Wednesday, 5 December 2012

Eye question

We have (at least some of us, I guess) seen at some time, a diagram of the human eye focusing an image on the retina.  The image appears upside-down.   This is not a problem because the brain simply interprets the top of the eyeball as represening "down", the same direction as the feet, and the pull of gravity.

The brain's ability to "correct" or interpret this image has been demonstrated by getting people to wear prismatic glasses that invert the image back to "the right way up" on the retina.  People took a couple of weeks, but adjusted to it.
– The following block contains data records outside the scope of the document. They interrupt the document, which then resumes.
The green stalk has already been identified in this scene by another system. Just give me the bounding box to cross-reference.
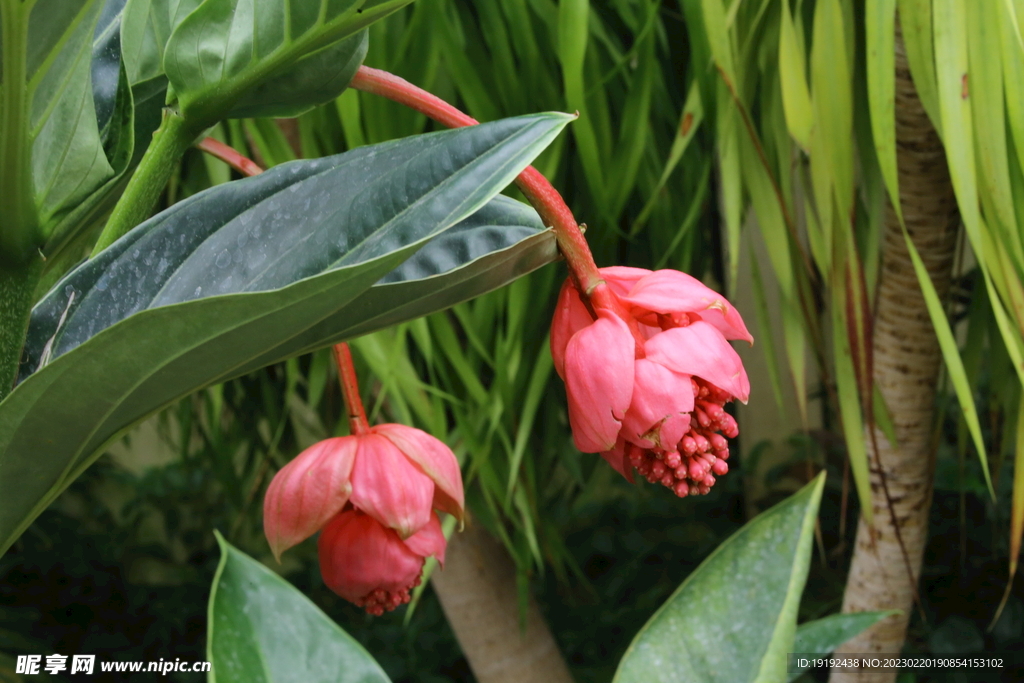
[92,109,202,256]
[0,257,43,400]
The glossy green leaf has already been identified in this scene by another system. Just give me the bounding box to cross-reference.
[557,0,606,205]
[700,0,739,89]
[778,2,811,150]
[897,0,942,135]
[831,285,874,524]
[787,609,899,681]
[0,114,571,549]
[630,79,703,234]
[613,473,824,683]
[811,0,853,220]
[999,2,1024,174]
[42,0,140,264]
[122,0,403,125]
[0,0,114,260]
[864,0,903,221]
[207,531,390,683]
[966,2,1024,255]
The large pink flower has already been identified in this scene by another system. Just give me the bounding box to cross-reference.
[263,424,464,612]
[551,267,753,496]
[317,508,445,615]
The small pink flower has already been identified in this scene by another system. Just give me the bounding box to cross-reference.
[317,508,445,616]
[263,424,464,612]
[551,267,754,496]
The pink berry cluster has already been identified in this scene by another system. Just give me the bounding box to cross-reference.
[627,378,739,498]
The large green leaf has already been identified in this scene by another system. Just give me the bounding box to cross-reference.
[0,0,114,260]
[207,533,390,683]
[0,114,571,550]
[42,0,140,264]
[122,0,401,125]
[613,473,824,683]
[788,609,899,681]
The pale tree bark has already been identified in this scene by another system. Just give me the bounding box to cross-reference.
[829,21,958,683]
[430,523,572,683]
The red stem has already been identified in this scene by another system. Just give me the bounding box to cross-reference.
[196,137,263,176]
[349,67,604,295]
[334,342,370,435]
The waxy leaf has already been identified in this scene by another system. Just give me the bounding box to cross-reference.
[787,609,899,681]
[613,472,824,683]
[0,0,114,261]
[0,114,571,550]
[122,0,403,125]
[43,0,142,269]
[207,533,390,683]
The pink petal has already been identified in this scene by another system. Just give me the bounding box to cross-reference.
[317,510,423,604]
[623,358,693,451]
[349,433,434,539]
[551,280,594,381]
[370,424,465,520]
[565,311,635,453]
[598,265,651,297]
[406,515,447,567]
[624,270,754,344]
[644,322,751,403]
[263,436,356,561]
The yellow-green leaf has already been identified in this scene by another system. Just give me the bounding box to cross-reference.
[778,0,811,151]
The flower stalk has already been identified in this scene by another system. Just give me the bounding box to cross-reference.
[92,109,202,256]
[348,67,644,350]
[348,67,604,295]
[334,342,370,435]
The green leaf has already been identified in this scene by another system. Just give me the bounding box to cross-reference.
[700,0,741,92]
[864,0,903,221]
[557,0,607,208]
[613,472,824,683]
[0,0,114,261]
[787,609,900,681]
[898,0,942,135]
[42,0,140,264]
[163,0,401,124]
[778,2,811,151]
[207,531,390,683]
[0,114,571,550]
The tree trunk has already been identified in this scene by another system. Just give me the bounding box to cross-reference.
[431,523,572,683]
[829,25,958,683]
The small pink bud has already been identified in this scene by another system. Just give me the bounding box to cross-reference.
[318,509,445,614]
[263,436,357,562]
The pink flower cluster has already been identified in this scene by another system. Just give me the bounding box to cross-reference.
[263,424,464,615]
[551,266,754,497]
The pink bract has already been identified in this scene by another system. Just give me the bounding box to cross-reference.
[551,266,753,496]
[317,509,445,615]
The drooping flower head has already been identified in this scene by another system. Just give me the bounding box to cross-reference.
[551,266,753,497]
[263,424,464,614]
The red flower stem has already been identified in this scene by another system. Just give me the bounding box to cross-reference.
[334,342,370,435]
[196,137,370,434]
[348,67,604,296]
[196,137,263,176]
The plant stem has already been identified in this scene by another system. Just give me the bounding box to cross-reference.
[92,109,202,256]
[349,67,604,295]
[348,67,644,358]
[0,257,43,400]
[334,342,370,435]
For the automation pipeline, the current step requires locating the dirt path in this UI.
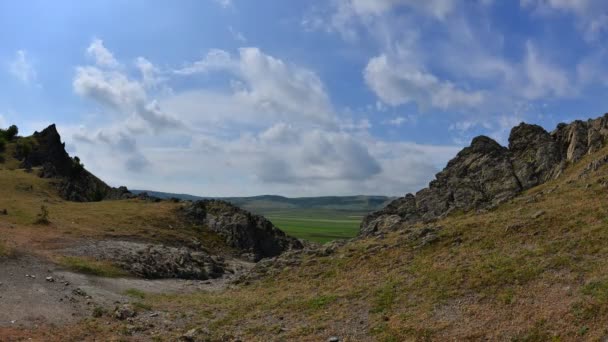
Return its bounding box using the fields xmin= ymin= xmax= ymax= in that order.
xmin=0 ymin=246 xmax=251 ymax=328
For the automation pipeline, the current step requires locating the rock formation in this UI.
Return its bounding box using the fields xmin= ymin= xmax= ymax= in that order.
xmin=15 ymin=125 xmax=133 ymax=202
xmin=180 ymin=200 xmax=302 ymax=261
xmin=360 ymin=114 xmax=608 ymax=236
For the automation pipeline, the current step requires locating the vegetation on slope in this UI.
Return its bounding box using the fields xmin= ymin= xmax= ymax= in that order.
xmin=29 ymin=143 xmax=608 ymax=341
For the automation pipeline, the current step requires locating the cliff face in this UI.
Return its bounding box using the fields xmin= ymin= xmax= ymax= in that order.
xmin=17 ymin=125 xmax=132 ymax=202
xmin=360 ymin=114 xmax=608 ymax=236
xmin=181 ymin=200 xmax=303 ymax=261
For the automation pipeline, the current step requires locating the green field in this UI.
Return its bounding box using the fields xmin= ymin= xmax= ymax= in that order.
xmin=263 ymin=209 xmax=365 ymax=243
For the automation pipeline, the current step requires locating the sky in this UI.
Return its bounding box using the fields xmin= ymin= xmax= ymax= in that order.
xmin=0 ymin=0 xmax=608 ymax=196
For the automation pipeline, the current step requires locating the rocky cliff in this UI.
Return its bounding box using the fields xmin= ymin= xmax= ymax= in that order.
xmin=180 ymin=200 xmax=303 ymax=261
xmin=15 ymin=125 xmax=133 ymax=202
xmin=360 ymin=114 xmax=608 ymax=236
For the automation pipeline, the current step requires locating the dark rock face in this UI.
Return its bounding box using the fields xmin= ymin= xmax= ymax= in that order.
xmin=17 ymin=125 xmax=133 ymax=202
xmin=181 ymin=200 xmax=303 ymax=261
xmin=360 ymin=114 xmax=608 ymax=236
xmin=66 ymin=240 xmax=231 ymax=280
xmin=117 ymin=245 xmax=225 ymax=280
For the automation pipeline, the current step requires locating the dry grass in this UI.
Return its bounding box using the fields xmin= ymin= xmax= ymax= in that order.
xmin=5 ymin=141 xmax=608 ymax=341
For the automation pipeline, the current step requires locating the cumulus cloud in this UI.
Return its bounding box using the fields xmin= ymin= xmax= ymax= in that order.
xmin=8 ymin=50 xmax=36 ymax=84
xmin=522 ymin=42 xmax=573 ymax=99
xmin=70 ymin=37 xmax=466 ymax=196
xmin=72 ymin=39 xmax=182 ymax=131
xmin=520 ymin=0 xmax=608 ymax=41
xmin=364 ymin=54 xmax=483 ymax=110
xmin=214 ymin=0 xmax=233 ymax=8
xmin=175 ymin=47 xmax=334 ymax=125
xmin=86 ymin=38 xmax=119 ymax=68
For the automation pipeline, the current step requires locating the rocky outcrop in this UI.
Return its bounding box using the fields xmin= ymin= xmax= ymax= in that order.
xmin=360 ymin=114 xmax=608 ymax=236
xmin=64 ymin=240 xmax=232 ymax=280
xmin=180 ymin=200 xmax=302 ymax=261
xmin=16 ymin=125 xmax=133 ymax=202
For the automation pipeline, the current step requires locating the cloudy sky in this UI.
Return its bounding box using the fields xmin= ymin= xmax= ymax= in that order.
xmin=0 ymin=0 xmax=608 ymax=196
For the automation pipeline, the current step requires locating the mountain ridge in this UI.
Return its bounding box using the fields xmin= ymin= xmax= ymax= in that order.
xmin=130 ymin=190 xmax=396 ymax=212
xmin=360 ymin=114 xmax=608 ymax=236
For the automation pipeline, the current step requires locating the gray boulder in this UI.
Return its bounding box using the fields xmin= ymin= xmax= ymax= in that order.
xmin=360 ymin=114 xmax=608 ymax=236
xmin=180 ymin=200 xmax=303 ymax=261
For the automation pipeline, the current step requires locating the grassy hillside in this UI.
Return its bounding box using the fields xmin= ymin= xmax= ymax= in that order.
xmin=263 ymin=209 xmax=366 ymax=243
xmin=132 ymin=190 xmax=393 ymax=213
xmin=134 ymin=190 xmax=392 ymax=243
xmin=8 ymin=132 xmax=608 ymax=341
xmin=21 ymin=144 xmax=608 ymax=341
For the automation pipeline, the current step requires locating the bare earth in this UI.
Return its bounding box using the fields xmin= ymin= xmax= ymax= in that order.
xmin=0 ymin=243 xmax=252 ymax=328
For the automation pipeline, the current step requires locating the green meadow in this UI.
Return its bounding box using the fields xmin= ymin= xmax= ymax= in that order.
xmin=263 ymin=209 xmax=365 ymax=243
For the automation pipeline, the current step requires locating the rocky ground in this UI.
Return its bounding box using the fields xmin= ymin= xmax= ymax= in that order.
xmin=0 ymin=241 xmax=252 ymax=328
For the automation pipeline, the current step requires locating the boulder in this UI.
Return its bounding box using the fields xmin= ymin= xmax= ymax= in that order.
xmin=15 ymin=125 xmax=132 ymax=202
xmin=180 ymin=200 xmax=303 ymax=261
xmin=359 ymin=114 xmax=608 ymax=236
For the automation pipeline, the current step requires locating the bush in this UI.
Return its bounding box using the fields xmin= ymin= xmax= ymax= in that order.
xmin=16 ymin=137 xmax=37 ymax=159
xmin=6 ymin=125 xmax=19 ymax=140
xmin=72 ymin=156 xmax=84 ymax=175
xmin=34 ymin=205 xmax=51 ymax=225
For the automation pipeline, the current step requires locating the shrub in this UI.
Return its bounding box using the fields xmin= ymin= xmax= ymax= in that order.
xmin=16 ymin=137 xmax=36 ymax=159
xmin=35 ymin=205 xmax=51 ymax=225
xmin=5 ymin=125 xmax=19 ymax=140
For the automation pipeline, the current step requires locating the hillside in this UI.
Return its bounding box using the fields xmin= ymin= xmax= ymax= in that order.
xmin=131 ymin=190 xmax=394 ymax=243
xmin=0 ymin=117 xmax=608 ymax=341
xmin=131 ymin=190 xmax=394 ymax=214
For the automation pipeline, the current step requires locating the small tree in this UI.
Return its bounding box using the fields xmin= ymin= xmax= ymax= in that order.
xmin=6 ymin=125 xmax=19 ymax=140
xmin=34 ymin=205 xmax=51 ymax=225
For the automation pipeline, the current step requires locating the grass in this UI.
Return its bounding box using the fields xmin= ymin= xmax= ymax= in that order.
xmin=10 ymin=138 xmax=608 ymax=341
xmin=125 ymin=289 xmax=146 ymax=299
xmin=58 ymin=256 xmax=129 ymax=278
xmin=265 ymin=209 xmax=363 ymax=243
xmin=0 ymin=241 xmax=13 ymax=257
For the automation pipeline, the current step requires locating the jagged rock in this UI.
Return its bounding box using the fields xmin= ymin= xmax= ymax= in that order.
xmin=114 ymin=304 xmax=137 ymax=321
xmin=509 ymin=123 xmax=561 ymax=189
xmin=75 ymin=240 xmax=230 ymax=280
xmin=15 ymin=125 xmax=133 ymax=202
xmin=360 ymin=114 xmax=608 ymax=236
xmin=180 ymin=200 xmax=303 ymax=261
xmin=579 ymin=155 xmax=608 ymax=178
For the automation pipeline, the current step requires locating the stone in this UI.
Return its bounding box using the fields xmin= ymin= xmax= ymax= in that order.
xmin=114 ymin=304 xmax=137 ymax=321
xmin=180 ymin=200 xmax=303 ymax=261
xmin=179 ymin=328 xmax=209 ymax=342
xmin=15 ymin=125 xmax=133 ymax=202
xmin=359 ymin=114 xmax=608 ymax=237
xmin=532 ymin=210 xmax=545 ymax=219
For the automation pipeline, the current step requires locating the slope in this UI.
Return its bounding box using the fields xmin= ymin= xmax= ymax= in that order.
xmin=9 ymin=118 xmax=608 ymax=341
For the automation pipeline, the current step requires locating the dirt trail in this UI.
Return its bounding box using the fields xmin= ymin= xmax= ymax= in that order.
xmin=0 ymin=244 xmax=252 ymax=328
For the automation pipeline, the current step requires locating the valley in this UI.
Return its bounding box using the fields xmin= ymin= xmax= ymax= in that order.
xmin=5 ymin=116 xmax=608 ymax=341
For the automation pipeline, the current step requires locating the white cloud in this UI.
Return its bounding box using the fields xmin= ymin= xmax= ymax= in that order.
xmin=67 ymin=38 xmax=464 ymax=196
xmin=383 ymin=116 xmax=412 ymax=127
xmin=213 ymin=0 xmax=233 ymax=8
xmin=228 ymin=26 xmax=247 ymax=43
xmin=135 ymin=57 xmax=163 ymax=87
xmin=520 ymin=0 xmax=608 ymax=41
xmin=87 ymin=38 xmax=119 ymax=68
xmin=522 ymin=42 xmax=574 ymax=100
xmin=72 ymin=40 xmax=182 ymax=131
xmin=364 ymin=54 xmax=483 ymax=110
xmin=176 ymin=48 xmax=335 ymax=125
xmin=8 ymin=50 xmax=36 ymax=84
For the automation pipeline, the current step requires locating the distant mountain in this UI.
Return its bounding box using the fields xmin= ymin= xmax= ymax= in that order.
xmin=131 ymin=190 xmax=395 ymax=212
Now the human eyeball is basically a sphere, give or take a bulge at the lens, and the junction with the optic nerve.  It is rotationally symmetric about a line drawn from the centre of the lens to the opposite point on the back of the eye.  So images on the retina are inverted left to right as well.   Now there is no asymmetry to left/right like there is for up/down, so does the brain also correct for left/right reflection?  If it didn't for some of us, how would we know?  And would it matter?  How about left-handed people?   Am I missing something obvious here?

2 comments:

James Higham said...

Now there is no aymmetry to left/right like there is for up/down, so does the brain also correct for left/right reflection?

No asymmetry or no symmetry?

Mark In Mayenne said...

Thanks for the alert, James. I meany asymmetry. I have corrected the post.